Quoted from rkahr:But the "won't fix what is fixable" statement is incorrect - in fact it does fix what is otherwise not addressed in the reset literature...
IF....if if if if if, the 12V circuit is solid too.
See most people believe "well, the 5V circuit is given excess voltage from the 12V circuit, so my game is now 100% bulletproof with this daughter board installed....", and that is not true. People need to understand if that 12V circuit is weak, it WILL STILL RESET even with a daughterboard in it. Ask me how I know.
So yes, the daughterboard is a solid "crutch" to use if the 12V circuit is stout and sound.
Rob, I want to be very clear: I absolutely respect your contribution to the community. Heck, I bought 3 or 4 of your boards (2 to use, 2 for backups) at one point until my TAF went all sorts of crazy with the daughterboard installed, and that was due (in part) to the 12V circuit being weak. That was the moment I realized "All right, from here on out, we fix the root of the problem."
I know I constantly preach the "it's not a fix" angle, and it is not to attack you or your work (I'm sure you know that, for the sake of transparency, I am stating it). I preach it so people understand they did not throw in a magic bullet and everything will be all better now forever and ever.
People that tell me "Well, I've had it in my game for X years and everything is hunky dory..." well, that's great - how often do you play - 4 times a year? 4 times a month? A week? A day? How long do you play? 1 game? 3 games? 7 games? 2-3 hours? 5 hours?
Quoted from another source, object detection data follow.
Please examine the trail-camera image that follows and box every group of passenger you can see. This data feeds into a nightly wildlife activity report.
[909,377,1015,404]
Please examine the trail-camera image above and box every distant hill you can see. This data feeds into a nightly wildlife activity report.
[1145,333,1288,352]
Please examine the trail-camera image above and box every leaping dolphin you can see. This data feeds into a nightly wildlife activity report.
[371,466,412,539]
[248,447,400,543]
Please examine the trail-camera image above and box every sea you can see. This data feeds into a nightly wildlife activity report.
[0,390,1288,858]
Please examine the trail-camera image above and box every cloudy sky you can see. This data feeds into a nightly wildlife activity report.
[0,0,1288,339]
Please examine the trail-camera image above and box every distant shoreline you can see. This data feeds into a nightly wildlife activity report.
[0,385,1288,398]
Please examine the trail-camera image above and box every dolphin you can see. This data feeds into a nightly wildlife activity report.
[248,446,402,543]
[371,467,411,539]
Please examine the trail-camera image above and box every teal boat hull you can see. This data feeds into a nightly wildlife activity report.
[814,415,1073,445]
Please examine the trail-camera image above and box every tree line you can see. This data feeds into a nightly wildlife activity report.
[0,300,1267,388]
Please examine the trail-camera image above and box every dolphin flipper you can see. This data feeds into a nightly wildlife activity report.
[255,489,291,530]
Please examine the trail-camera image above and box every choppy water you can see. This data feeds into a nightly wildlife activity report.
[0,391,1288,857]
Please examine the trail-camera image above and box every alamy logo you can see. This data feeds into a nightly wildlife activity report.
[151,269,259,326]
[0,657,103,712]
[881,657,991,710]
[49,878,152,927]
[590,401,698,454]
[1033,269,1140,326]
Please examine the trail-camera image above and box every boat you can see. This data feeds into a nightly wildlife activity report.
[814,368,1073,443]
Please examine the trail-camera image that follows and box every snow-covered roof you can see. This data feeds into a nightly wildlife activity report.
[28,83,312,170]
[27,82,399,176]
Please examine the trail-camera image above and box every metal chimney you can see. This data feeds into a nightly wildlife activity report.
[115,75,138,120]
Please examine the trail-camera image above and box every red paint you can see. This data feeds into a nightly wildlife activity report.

A statement like that is not quantitative; it is subjective and ambiguous at best. You need to fix the problem - especially if you are ever going to sell the game. If I buy a game and I see that, I automatically ask for a discount because know I have to solve someone else's problem - and that's a fact - I'm buying someone else's problem.
OP, let us know how it goes once you've re-pinned the potential problem connectors!